The company is among several highflying technology companies expected to go public this year. Lyft casts its business in revolutionary terms — pitching its app at the forefront of a technological transformation and shifting ideas about transportation in America.
“We believe that the world is at the beginning of a shift away from car ownership to Transportation-as-a-Service,” the company said in its regulatory filing. “Lyft is at the forefront of this massive societal change. Our ridesharing marketplace connects drivers with riders and we estimate it is available to over 95% of the U.S. population.”
Lyft said it is only at the very early stages of tapping into the trillion dollars spent every year on transportation in the United States.

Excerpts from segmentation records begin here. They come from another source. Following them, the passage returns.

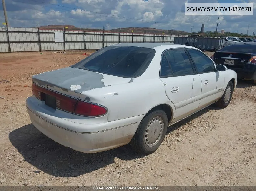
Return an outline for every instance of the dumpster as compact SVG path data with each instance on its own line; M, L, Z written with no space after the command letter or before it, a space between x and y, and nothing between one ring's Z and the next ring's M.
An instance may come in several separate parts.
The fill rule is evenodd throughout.
M201 50L214 51L220 49L225 43L223 38L204 37L174 37L174 43L197 48Z

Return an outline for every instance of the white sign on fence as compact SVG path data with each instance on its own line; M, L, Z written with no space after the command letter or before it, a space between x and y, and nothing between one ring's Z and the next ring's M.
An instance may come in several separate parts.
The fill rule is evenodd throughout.
M64 42L63 38L63 33L55 32L54 37L55 42L56 43L63 43Z

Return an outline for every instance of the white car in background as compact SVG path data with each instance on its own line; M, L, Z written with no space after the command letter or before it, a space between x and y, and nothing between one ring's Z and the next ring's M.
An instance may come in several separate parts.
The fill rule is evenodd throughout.
M222 47L224 47L227 45L231 44L233 43L236 43L239 42L237 41L235 41L234 40L232 40L230 38L228 37L215 37L215 38L223 38L225 39L225 43L222 46Z
M238 41L238 42L243 42L242 41L242 40L241 39L237 37L228 37L228 38L230 38L231 40L236 40Z
M119 44L33 76L26 104L36 127L65 146L94 153L130 143L148 154L168 126L214 103L227 107L236 78L191 46Z

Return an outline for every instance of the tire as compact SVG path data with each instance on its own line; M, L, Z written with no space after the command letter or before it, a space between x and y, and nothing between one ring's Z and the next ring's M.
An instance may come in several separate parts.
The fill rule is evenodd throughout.
M229 88L230 88L230 89L229 89ZM228 95L228 95L228 93L227 92L227 91L229 91L229 90L230 90L231 91L230 95L229 97L229 99L228 99L227 100L227 99L228 98L226 98L226 101L225 101L225 95L226 94L226 93L228 94ZM230 81L228 84L228 85L227 86L227 88L226 88L226 89L225 90L225 91L224 92L224 93L223 94L222 97L221 97L220 98L220 99L218 100L218 101L216 102L216 105L217 106L223 108L227 107L228 107L228 104L229 104L229 103L230 102L230 101L231 100L231 99L232 98L232 95L233 94L233 90L234 85L233 85L233 83L231 81Z
M158 119L158 121L157 119ZM154 120L154 119L155 120ZM159 129L161 128L159 126L161 123L162 129ZM149 126L150 124L151 126ZM168 125L167 116L164 111L162 110L152 111L146 115L141 120L130 142L130 144L139 153L146 155L153 153L156 151L163 142L166 133ZM148 126L149 129L147 128ZM148 134L147 135L146 135L146 130ZM160 136L158 134L161 131ZM149 135L152 135L153 137L155 135L155 137L149 136ZM150 142L150 141L157 139L158 135L159 138L155 142ZM159 137L159 136L160 136ZM148 138L147 138L146 136ZM146 143L146 141L148 142L147 143Z

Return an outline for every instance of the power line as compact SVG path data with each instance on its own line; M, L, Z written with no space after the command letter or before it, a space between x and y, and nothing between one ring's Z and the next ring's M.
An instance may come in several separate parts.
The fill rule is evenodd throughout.
M69 9L77 9L78 8L72 8L72 7L67 7L67 6L63 6L63 5L55 5L55 4L52 4L52 3L46 3L45 2L39 2L39 1L35 1L35 0L30 0L31 1L33 1L33 2L37 2L38 3L44 3L45 4L48 4L52 5L54 5L54 6L58 6L58 7L65 7L65 8L69 8ZM41 6L43 7L48 7L48 8L55 8L55 9L57 9L56 8L52 7L49 7L49 6L45 6L45 5L39 5L36 4L32 4L32 3L29 3L28 2L24 2L19 1L16 1L16 2L19 2L22 3L23 3L29 4L31 4L31 5L38 5L38 6ZM62 9L62 8L58 8L58 9L61 9L61 10L64 10L65 11L68 11L68 10L67 10L66 9ZM90 13L85 12L83 12L83 11L86 11L87 12L90 12ZM142 19L137 19L132 18L129 18L129 17L122 17L122 16L118 16L118 15L115 15L111 14L106 14L106 13L100 13L100 12L95 12L95 11L88 11L88 10L82 10L81 9L81 11L75 11L74 10L71 10L71 11L73 11L73 12L78 12L78 13L84 13L84 14L91 14L91 15L96 15L96 16L103 16L103 17L109 17L109 16L110 16L111 18L119 18L119 19L125 19L125 20L131 20L131 21L139 21L139 22L143 22L150 23L153 23L153 24L163 24L163 25L171 25L171 25L175 25L175 26L180 26L180 27L191 27L191 26L189 26L189 25L181 25L175 24L167 24L167 23L161 23L161 22L155 22L155 21L147 21L147 20L142 20ZM93 13L96 13L97 14L93 14ZM107 15L107 16L105 16L104 15ZM115 18L113 17L115 17ZM212 28L212 27L205 27L205 28Z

Key to the company’s strategy for growth is expanding its pool of riders. The company aims to attract new customers through discounts and referral programs, and is banking on demographic shifts in which a growing percentage of the population relies on on-demand apps. To entice existing riders to use the service more often, Lyft will offer subscription plans and commuter services, according to the filing.
Lyft highlighted the company’s investment in technology as another crucial aspect to its growth strategy. The company’s app generates troves of consumer data, and the service has poured funds into mapping, in-app navigation, and payments to improve its efficiency and safety.
But Lyft warned investors that the company may suffer if other tech initiatives fail to pan out. The company listed an inability to develop its own autonomous vehicle technology, or to partner with firms who can, as a risk factor to the business. Another point of concern: the nascent market for shared scooters and bikes, which may not take hold.